Update on the hyena den site... they just keep growing! Our visit this week luckily had one of the mothers present, so the youngsters were out and about. This cub's mother, however, was not there, so he (or she) seemed to jealously pace around the other cubs who were suckling on their mother.
One of the more exciting sightings of the week was watching the Tutlwa female hunt and kill an impala lamb, and take it back to where we presume she had left her cubs. As with any 'kill' sighting, particularly during the daytime, when we get back to camp the question is always, did you get photos? Well, I did get a photo... but unfortunately this was it! Seeing a kill is rare enough as it is, but seeing a photographable one is even harder. Here, the impala lamb was lying in the tall grass before she pounced on it. Sometimes you just have to enjoy the sighting and not worry about taking photos!
Luckily the aftermath was photographable!
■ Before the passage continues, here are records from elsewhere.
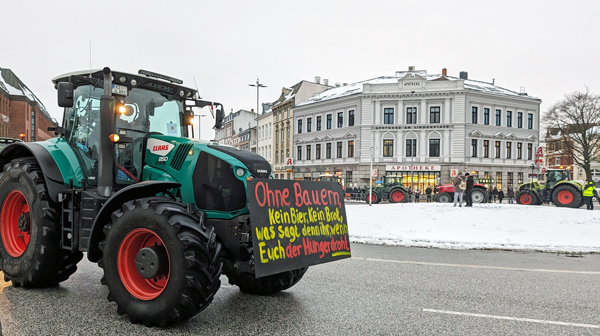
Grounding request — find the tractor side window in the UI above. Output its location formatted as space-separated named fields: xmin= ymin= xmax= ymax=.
xmin=63 ymin=85 xmax=103 ymax=185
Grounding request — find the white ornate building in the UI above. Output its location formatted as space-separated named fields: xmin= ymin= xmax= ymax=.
xmin=293 ymin=69 xmax=541 ymax=190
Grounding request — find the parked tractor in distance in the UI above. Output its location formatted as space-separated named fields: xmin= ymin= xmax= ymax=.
xmin=515 ymin=169 xmax=584 ymax=208
xmin=365 ymin=176 xmax=408 ymax=204
xmin=433 ymin=175 xmax=488 ymax=203
xmin=0 ymin=68 xmax=346 ymax=326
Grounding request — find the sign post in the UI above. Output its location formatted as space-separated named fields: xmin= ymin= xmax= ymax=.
xmin=248 ymin=178 xmax=351 ymax=277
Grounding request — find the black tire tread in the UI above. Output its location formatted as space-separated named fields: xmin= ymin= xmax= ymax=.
xmin=98 ymin=197 xmax=222 ymax=327
xmin=0 ymin=157 xmax=83 ymax=288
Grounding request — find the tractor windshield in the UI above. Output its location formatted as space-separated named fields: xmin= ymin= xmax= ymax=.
xmin=63 ymin=85 xmax=187 ymax=185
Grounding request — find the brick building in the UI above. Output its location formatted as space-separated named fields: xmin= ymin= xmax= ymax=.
xmin=0 ymin=68 xmax=54 ymax=141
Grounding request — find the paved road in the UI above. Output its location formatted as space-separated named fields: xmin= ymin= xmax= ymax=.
xmin=0 ymin=244 xmax=600 ymax=336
Here she demonstrates her strength and determination as she drags the carcass in the direction of where we think her cubs were hidden.
She walked for a very long time, pausing occasionally to catch her breath. We were secretly hoping to watch her hoist it in a tree, but also knew her main goal was to get close to her cubs, who were in an area inaccessible with our vehicle. We can only hope she and her two youngsters enjoyed the meal safely!